A brief summary of how to read and write excel files using Pandas package.
First we need to install pandas and pre-requisite:
pip install pandas
pip install openpyxl # in order to read xlsx files
pip install xlrd
Read xlsx files#
Note that in order to read xlsx files, we need to install openpyxl and use it like this:
import pandas as pd
df = pd.read_excel('test.xlsx', sheet_name=0, engine='openpyxl')
For param sheet_name
, either the literal sheet name or the sheet index is okay.
sheet_name=0
means to read the 1st sheet.
Convert text in each cell to string type#
When the sheet contains date and numbers, read_excel()

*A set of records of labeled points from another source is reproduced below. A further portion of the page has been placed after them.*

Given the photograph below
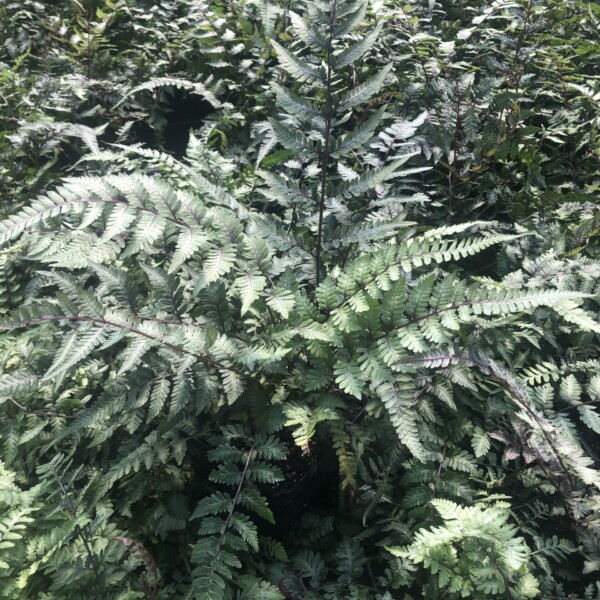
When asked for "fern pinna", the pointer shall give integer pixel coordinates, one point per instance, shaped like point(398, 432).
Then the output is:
point(175, 347)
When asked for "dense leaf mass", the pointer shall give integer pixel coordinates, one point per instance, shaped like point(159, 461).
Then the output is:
point(299, 300)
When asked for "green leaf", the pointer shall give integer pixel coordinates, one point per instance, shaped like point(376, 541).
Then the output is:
point(361, 93)
point(299, 69)
point(249, 286)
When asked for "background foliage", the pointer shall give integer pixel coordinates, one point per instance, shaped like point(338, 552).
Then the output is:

will convert it to Timestamps and numbers by default,
if we would like to convert all text to strings, we can use the dtype
parameter:
df = pd.read_excel('test.xlsx', sheet_name=0, dtype=str, engine='openpyxl')
Read empty cell as empty string#
It seems that pandas will by default read empty cell as NAN
values.
To read empty cell as empty string, use keep_default_na=False
when reading excel:
df = pd.read_excel('test.xlsx', sheet_name=0, dtype=str, engine='openpyxl', keep_default_na=False)
Or after reading the sheet, use fillna()
to replace the nan values with empty string:
df = pd.read_excel('test.xlsx', sheet_name=0, dtype=str, engine='openpyxl').fillna('')
Convert panda data frame to numpy array#
Use to_numpy()
:
df = pd.read_excel('test.xlsx', sheet_name=0, dtype=str, engine='openpyxl').fillna('')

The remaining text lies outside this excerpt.